In my current research I ask questions about what constitutes evidence in my own artistic-historiographical practice. The notion of site as produced by site-writing: made complex by taking in the “remembered, the dreamed and the imagined, as well as observations of the ‘real’” (Rendell, 2011) provokes questions for architectural history about what stories might figure in historical narrative; where these might arise from and what voice or voices are situated in the telling. The thinking introduced by questions of situatedness in site-writing, for me, offers a productive place from which to challenge the totalising voice of the historian.

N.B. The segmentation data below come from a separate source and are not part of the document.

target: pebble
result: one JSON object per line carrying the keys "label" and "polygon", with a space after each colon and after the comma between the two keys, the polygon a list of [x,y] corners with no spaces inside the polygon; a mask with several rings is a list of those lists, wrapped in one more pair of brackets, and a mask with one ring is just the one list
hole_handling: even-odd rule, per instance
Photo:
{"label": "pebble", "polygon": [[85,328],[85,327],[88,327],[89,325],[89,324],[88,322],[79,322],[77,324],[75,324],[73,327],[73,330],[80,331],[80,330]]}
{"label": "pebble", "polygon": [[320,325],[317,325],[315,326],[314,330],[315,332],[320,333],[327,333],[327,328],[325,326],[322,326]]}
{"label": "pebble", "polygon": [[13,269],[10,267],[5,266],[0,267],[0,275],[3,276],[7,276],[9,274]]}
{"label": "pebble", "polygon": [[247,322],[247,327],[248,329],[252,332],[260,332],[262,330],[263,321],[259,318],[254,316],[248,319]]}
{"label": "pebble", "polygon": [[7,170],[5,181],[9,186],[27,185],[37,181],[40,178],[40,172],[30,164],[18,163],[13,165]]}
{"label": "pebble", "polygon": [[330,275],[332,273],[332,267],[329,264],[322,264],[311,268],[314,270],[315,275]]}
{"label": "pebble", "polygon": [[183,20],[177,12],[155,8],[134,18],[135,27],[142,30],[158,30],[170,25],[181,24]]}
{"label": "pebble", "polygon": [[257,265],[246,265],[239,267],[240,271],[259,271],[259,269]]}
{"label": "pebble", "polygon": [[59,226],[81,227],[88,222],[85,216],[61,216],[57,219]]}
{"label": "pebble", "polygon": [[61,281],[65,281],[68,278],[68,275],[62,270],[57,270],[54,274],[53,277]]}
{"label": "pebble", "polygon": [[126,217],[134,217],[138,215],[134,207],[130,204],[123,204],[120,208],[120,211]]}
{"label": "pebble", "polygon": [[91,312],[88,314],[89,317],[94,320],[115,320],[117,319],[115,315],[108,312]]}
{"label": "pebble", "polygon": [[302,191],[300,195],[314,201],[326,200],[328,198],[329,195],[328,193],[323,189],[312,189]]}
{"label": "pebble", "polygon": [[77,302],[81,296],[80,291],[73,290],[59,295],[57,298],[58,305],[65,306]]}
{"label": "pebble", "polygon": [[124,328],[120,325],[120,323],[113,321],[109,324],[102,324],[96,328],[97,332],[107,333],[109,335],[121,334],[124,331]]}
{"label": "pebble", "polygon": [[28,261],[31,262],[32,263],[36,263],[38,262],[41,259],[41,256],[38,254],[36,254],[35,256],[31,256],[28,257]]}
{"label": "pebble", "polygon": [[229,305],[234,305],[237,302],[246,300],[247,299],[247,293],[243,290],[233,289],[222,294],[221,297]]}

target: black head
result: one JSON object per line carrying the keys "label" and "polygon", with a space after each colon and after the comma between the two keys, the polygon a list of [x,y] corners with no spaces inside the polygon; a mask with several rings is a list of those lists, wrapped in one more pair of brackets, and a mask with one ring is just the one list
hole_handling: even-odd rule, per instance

David Roberts collaborates with community groups to re-enact and reactivate emancipatory spaces and ideals, drawing on critical acts of writing and performance as a mode of design, as a method of engagement, and a means of activism. On site, he gathers residents around their radical social, political and architectural histories to open a social, discursive and imaginative space from which to build collective knowledge and experiences and share this publicly through artworks, interventions and campaigns. This critical spatial practice brings site writing in dialogue with dramaturgy and devising to raise questions and amplify voices.

David Roberts

For some time, and more present in my recent work, I have adopted a mode of working which I frame as ‘working differently,’ and that draws upon Luce Irigaray’s, Hélène Cixous, and Rosi Braidotti’s ‘difference,’ Taking Place’s practising ‘differently,’ and Griselda Pollock’s ‘differencing.’ It is a working method that aims towards making visible power structures and normalised constructs, in order to raise awareness of their existence, their role in architecture and architectural culture more broadly speaking, but also of their partial nature. Doing it ‘differently’ is therefore a means to interrupt and disrupt them, to destabilise their normalisation, and to relate the ‘doing’ to the subjectivity of the tutor/student/researcher/artist through site-specific practices that can be material, performative, written etc.


Writing for me has been a way into developing a critical spatial practice (Jane Rendell) around ageing – a practice that situates itself both on and off the written page. I started out using writing as a tool for collaborative documentary-making (mapping out the infra-ordinary geographies of growing old). This has since turned into a generative tool (briefs for acted-out interventions), as a tactical device (that experiments with the boundaries of mainstream public policy and marginal forms of spatial practice), as a gently disruptive tool (that destabilizes the received language and vocabulary around ageing). Borrowing from and parodying different forms of writing across fiction, art and public policy writing becomes a way of drawing in diverse and varied readerships with the intention of creating a public space of communication and critical reflection around ageing.